Kerry James Marshall’s Vignette 19, hailing from the artist’s celebrated series of Vignette paintings, sold for $18.5 million – the second-highest auction price ever achieved for the artist’s work, and 2.5x the painting’s high estimate. Earlier in the auction, Marshall’s Small Pin-Up (Lens Flare) from 2013 achieved $5.5 million, surpassing its $3.5 million high estimate.
Asian private collectors acquired top works by American titans of Abstract Expressionism, led by Willem de Kooning’s large-scale Untitled XXII, which achieved $30.1 million. Executed at a critical moment in the artist’s career, the work represents the apex of the artist’s mature output. Exhausted by the noise and tension of life in Manhattan during the early part of his career, de Kooning permanently moved to Springs, East Hampton in 1963 to immerse himself in the light-filled, tranquil environment.
The first work from Mark Rothko’s critical year of 1953 to appear at auction in over a decade, Blue Over Red sold for $26.5 million to an Asian private collector. Blue Over Red was acquired directly from the artist in 1957 by legendary dealer and collector Harold Diamond, and subsequently spent decades with Baltimore collectors Israel and Selma Rosen, who offered the work at auction in 2005, when it sold for $5.6 million. It has remained in the same private collection since 2007.
Following a 15-minute bidding battle, Clyfford Still’s quintessential masterwork PH-399 achieved $24.3 million, far-surpassing its $18 million high estimate. PH-399 was selected by Still himself for inclusion in his seminal 1959 exhibition Paintings by Clyfford Still, organized by the Albright-Knox Art Gallery in Buffalo. Personally curated by the artist, this exhibition was Still’s first large-scale survey, and remains among the most important exhibitions of his career.

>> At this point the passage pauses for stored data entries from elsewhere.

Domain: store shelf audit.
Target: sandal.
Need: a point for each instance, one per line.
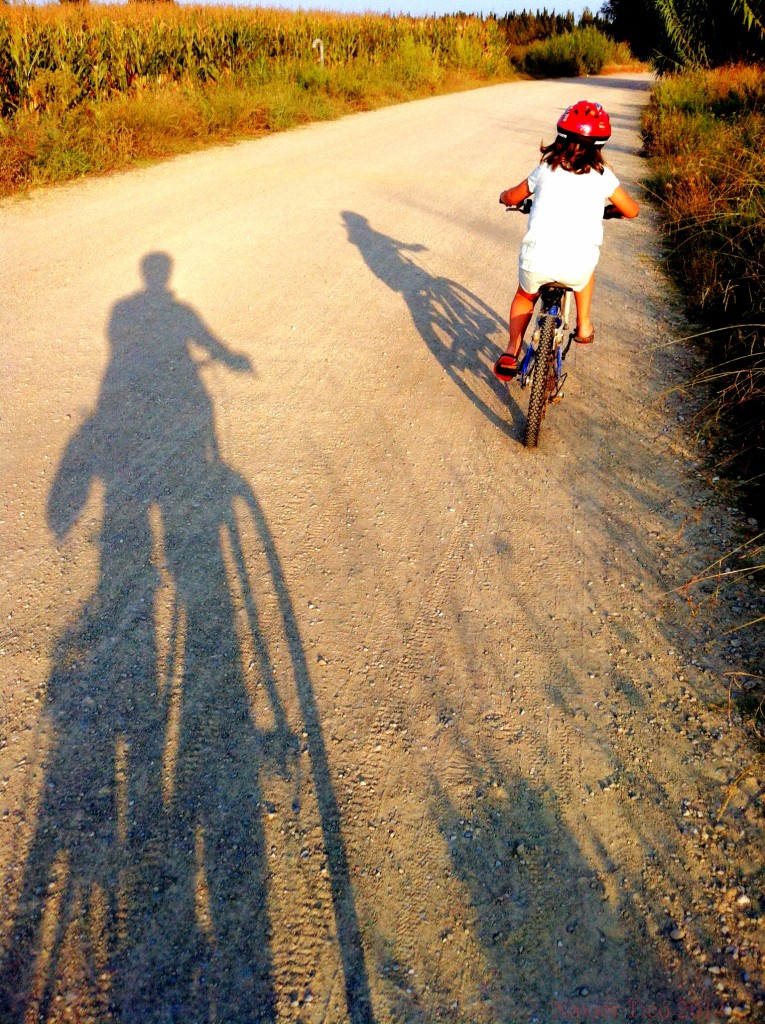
(506, 367)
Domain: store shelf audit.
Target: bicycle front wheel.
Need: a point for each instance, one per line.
(543, 382)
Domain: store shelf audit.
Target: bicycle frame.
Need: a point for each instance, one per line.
(555, 301)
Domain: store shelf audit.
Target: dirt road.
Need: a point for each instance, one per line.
(323, 698)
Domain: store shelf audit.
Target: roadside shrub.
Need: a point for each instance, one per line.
(584, 51)
(704, 133)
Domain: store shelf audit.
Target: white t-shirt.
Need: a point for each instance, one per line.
(565, 225)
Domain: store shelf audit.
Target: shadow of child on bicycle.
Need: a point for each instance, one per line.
(459, 329)
(150, 824)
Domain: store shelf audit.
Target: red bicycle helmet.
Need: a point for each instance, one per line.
(585, 121)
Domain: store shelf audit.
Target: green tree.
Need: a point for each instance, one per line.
(689, 32)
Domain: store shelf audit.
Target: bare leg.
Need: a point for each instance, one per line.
(584, 306)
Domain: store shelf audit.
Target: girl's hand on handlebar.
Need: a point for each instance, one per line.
(612, 212)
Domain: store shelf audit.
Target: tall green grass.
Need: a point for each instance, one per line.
(584, 51)
(89, 89)
(704, 132)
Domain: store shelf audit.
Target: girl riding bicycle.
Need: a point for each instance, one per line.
(570, 186)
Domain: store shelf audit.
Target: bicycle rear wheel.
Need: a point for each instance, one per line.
(543, 382)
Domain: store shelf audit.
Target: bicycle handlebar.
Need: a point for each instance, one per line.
(610, 212)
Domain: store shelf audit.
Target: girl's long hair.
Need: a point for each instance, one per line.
(578, 156)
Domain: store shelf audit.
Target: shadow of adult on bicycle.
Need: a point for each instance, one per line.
(145, 888)
(455, 324)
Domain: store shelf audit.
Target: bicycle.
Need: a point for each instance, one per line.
(542, 365)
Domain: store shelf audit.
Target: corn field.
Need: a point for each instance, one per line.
(59, 56)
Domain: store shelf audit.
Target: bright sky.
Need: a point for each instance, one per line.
(423, 7)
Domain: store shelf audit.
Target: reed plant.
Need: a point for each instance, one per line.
(583, 51)
(87, 89)
(704, 131)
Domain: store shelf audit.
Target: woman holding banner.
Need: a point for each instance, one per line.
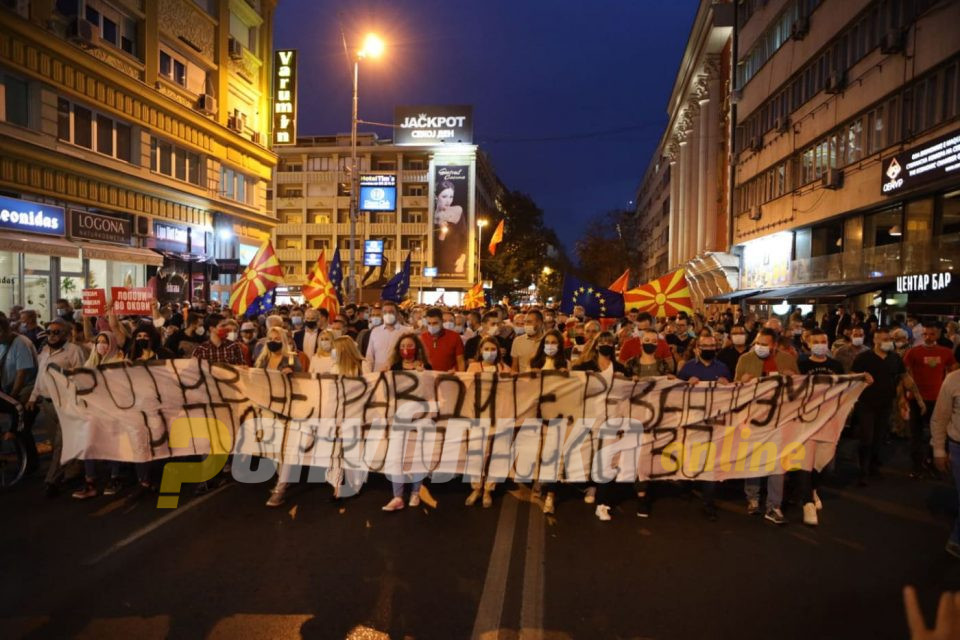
(408, 355)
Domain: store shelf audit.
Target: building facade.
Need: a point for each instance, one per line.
(682, 199)
(311, 199)
(847, 150)
(134, 144)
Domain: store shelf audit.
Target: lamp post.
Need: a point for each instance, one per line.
(372, 48)
(481, 223)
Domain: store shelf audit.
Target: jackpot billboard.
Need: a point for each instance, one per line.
(378, 192)
(451, 224)
(433, 124)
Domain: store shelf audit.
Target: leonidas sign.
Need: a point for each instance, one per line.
(938, 158)
(427, 125)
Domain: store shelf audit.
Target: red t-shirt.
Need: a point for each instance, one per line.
(442, 349)
(928, 366)
(634, 347)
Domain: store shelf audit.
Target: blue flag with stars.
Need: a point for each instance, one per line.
(335, 273)
(597, 302)
(263, 304)
(396, 289)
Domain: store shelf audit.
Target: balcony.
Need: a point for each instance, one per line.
(288, 203)
(414, 202)
(939, 254)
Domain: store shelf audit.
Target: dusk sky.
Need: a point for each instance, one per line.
(569, 96)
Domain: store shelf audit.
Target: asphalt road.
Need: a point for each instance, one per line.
(224, 566)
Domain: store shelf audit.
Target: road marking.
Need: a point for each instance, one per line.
(490, 608)
(531, 604)
(156, 524)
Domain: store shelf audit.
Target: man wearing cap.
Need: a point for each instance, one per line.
(59, 350)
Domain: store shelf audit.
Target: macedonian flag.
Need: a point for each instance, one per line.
(662, 297)
(319, 290)
(474, 298)
(261, 275)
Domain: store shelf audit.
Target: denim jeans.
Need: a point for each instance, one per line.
(774, 490)
(954, 450)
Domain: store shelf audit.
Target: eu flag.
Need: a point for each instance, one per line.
(396, 289)
(596, 301)
(336, 275)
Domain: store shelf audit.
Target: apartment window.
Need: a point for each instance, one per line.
(97, 132)
(173, 69)
(14, 100)
(175, 162)
(235, 185)
(113, 27)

Additional world auction records were achieved tonight for the work of Brice Marden and Wayne Thiebaud. Measuring nine feet across, Marden’s Number Two sold for $10,920,600. The work is a monumental ode to the artist’s most advanced explorations of form and color, and has remained in the same private collection since it was acquired from Pace Gallery in 1985. Its sister painting – Number One – resides in the permanent collection of the Whitney Museum of American Art in New York. On the eve of his 99th birthday, Thiebaud’s Encased Cakes sold for $8.5 million – marking the artist’s first cake counter to appear at auction since 1997.
Measuring an impressive 72 inches tall, the work is also of exceptional scale within the artist’s oeuvre, and has remained in the same distinguished private collection since it was acquired directly from the artist in 2011, the year of its completion.